79 N.Y. 254 | NY | 1879

[EDITORS' NOTE: THIS PAGE CONTAINS HEADNOTES. HEADNOTES ARE NOT AN OFFICIAL PRODUCT OF THE COURT, THEREFORE THEY ARE NOT DISPLAYED.] *256 [EDITORS' NOTE: THIS PAGE CONTAINS HEADNOTES. HEADNOTES ARE NOT AN OFFICIAL PRODUCT OF THE COURT, THEREFORE THEY ARE NOT DISPLAYED.] *258 Herter Bros., by reason of the fraud of E.A. Stevens, could reclaim the furniture and retake it from his possession, or from the possession of any one except a transferee in good faith and for a valuable consideration. A transfer of goods by a fraudulent purchaser as security for or in payment of a precedent debt does not make the transferee a bona fide purchaser within the rule so as to enable him to hold the goods against the original vendor. There must be a fresh consideration at the time of the transfer to confer a good title as against the true owner. (Root v. French, 13 Wend., 570; Weaver v. Barden,49 N Y, 286.) And in a suit by the true owner to recover the goods against a person who claims title under the fraudulent vendee, the burden is upon the party claiming such title of proving that he is a purchaser in good faith and for value.

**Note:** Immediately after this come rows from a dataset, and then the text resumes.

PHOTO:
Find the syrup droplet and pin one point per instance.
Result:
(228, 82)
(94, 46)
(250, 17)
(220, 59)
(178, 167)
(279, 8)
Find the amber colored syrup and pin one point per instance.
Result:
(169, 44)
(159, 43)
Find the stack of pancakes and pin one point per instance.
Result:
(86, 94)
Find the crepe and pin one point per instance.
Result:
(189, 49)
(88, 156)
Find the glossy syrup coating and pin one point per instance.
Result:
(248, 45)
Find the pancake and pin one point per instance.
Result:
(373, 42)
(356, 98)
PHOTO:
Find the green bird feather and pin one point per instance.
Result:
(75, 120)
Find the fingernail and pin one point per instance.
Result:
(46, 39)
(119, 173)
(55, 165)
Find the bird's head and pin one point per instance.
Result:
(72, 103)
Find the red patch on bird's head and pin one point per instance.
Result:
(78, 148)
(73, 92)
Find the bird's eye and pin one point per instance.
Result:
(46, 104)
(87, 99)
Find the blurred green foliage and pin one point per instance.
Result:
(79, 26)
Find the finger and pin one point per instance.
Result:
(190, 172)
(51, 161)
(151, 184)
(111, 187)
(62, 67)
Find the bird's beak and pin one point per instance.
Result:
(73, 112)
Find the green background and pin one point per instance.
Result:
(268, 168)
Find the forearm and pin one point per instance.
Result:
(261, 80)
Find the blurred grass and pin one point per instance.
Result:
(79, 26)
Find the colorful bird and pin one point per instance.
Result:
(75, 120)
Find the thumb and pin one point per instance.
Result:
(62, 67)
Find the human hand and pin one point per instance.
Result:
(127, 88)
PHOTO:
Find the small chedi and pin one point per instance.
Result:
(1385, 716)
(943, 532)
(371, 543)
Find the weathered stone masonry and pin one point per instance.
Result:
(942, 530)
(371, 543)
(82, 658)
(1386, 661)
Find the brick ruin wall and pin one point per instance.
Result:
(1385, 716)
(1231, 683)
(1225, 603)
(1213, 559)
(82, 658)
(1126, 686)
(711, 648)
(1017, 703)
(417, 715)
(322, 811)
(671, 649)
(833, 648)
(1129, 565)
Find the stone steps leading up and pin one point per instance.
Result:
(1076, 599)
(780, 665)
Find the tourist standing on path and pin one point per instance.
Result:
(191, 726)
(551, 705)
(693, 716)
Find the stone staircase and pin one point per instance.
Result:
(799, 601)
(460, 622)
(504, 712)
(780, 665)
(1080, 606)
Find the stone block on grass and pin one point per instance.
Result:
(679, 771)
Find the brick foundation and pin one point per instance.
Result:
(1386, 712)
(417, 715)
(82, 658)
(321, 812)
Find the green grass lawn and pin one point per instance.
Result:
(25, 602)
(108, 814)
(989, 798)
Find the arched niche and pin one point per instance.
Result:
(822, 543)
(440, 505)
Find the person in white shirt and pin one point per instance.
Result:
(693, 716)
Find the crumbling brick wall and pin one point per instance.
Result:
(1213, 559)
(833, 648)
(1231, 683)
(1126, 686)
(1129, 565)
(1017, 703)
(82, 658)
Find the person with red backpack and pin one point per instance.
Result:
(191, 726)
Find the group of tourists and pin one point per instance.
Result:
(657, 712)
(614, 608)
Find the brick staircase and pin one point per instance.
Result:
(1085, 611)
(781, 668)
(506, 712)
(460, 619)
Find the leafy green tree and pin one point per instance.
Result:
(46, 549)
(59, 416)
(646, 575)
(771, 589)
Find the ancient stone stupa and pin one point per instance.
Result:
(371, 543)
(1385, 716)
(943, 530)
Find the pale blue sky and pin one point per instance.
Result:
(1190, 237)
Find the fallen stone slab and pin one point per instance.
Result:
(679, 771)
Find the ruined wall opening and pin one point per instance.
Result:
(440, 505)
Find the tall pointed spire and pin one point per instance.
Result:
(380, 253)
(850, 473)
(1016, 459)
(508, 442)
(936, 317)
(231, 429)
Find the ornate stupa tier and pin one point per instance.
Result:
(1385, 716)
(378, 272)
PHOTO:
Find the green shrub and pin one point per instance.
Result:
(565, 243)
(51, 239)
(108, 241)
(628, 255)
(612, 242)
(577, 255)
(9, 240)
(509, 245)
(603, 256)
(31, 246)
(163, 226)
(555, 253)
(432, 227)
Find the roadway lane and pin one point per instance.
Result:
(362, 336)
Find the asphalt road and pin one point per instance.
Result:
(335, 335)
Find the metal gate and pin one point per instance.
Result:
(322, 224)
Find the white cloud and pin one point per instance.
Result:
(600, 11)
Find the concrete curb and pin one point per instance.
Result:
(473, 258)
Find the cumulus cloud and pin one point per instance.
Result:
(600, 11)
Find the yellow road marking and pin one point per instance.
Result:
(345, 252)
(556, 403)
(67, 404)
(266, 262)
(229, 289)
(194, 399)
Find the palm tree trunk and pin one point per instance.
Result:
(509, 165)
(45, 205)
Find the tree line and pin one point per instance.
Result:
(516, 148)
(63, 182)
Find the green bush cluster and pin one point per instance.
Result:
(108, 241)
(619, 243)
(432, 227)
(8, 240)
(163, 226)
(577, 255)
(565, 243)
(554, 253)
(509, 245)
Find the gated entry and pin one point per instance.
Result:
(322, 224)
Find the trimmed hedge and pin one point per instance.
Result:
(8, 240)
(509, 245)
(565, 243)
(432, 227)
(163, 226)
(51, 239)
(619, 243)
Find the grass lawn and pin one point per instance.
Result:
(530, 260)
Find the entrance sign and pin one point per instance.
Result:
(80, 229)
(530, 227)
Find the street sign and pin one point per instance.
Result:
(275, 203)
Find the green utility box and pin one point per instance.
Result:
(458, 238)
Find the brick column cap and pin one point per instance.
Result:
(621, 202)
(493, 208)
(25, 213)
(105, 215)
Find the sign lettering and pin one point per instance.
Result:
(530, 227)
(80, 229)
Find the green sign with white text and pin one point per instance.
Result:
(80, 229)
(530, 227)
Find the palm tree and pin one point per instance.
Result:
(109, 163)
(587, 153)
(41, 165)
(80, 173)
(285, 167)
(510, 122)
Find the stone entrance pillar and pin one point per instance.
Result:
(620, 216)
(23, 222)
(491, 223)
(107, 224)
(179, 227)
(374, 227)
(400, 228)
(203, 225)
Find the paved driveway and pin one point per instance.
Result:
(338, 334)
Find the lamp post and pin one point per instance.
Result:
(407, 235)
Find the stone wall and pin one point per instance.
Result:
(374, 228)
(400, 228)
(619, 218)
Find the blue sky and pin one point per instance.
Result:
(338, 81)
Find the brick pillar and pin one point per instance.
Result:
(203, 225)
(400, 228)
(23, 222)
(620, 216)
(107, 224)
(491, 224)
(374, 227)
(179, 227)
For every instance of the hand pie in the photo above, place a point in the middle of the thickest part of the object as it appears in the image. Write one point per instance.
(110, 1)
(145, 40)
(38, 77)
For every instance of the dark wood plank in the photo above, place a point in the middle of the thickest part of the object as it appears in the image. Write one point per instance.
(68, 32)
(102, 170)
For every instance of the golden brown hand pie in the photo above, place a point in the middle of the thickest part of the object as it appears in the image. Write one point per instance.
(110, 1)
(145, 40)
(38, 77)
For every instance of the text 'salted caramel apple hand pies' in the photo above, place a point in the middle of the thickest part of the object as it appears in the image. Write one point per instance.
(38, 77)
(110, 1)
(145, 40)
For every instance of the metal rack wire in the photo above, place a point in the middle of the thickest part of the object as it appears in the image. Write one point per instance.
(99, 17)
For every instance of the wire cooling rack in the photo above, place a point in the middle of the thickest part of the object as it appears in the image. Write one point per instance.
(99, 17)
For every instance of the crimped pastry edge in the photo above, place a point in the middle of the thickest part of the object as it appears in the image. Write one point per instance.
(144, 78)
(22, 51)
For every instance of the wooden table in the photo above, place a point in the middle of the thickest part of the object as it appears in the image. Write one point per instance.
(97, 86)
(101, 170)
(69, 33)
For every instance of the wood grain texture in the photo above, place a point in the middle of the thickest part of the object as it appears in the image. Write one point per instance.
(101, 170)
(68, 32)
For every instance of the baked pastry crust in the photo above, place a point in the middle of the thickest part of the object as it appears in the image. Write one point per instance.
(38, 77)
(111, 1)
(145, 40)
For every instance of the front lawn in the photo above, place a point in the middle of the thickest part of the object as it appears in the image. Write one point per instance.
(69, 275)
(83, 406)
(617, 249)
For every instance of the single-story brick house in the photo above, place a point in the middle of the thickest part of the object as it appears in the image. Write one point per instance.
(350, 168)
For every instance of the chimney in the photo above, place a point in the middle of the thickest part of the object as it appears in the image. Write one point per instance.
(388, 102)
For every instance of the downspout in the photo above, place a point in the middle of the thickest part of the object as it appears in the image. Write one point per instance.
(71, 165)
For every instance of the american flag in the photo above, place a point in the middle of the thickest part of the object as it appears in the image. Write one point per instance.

The defendant's intestate took the goods in question upon the requisition of Herter Bros. made in the replevin proceedings against E.A. Stevens the fraudulent purchaser, from the house which he occupied, but from which he was temporarily absent at the time the sheriff took the property. The defendant's intestate was not a trespasser in entering the house to execute the writ. He was admitted by some person therein and he had, by virtue of the direction of Herter Bros. indorsed on the affidavit in the action, the same right as they would have had to take the furniture in question. Upon the trial the plaintiff produced as the source of his title to the property, a bill of sale, executed by E.A. Stevens and his wife, which recited a consideration, but gave no proof of consideration independent of the recital in the instrument. The defendant on his part established by the admission of the *259 plaintiff on the trial and by other evidence, the fraud of E.A. Stevens in obtaining the goods, and it was shown by the testimony of the wife of E.A. Stevens that no consideration was paid by the plaintiff at the time the bill of sale was executed, and the only inference, if any, which can be drawn from the evidence in favor of the existence of a consideration is that the bill of sale was taken in payment for, or as security for a debt owing by E.A. Stevens to the plaintiff. The defendant's counsel at the conclusion of the evidence moved to dismiss the complaint, whereupon the plaintiff's counsel asked to go to the jury on the question of plaintiff's possession of the property when it was taken by the defendant's intestate. The court refused to submit that question to the jury and dismissed the complaint.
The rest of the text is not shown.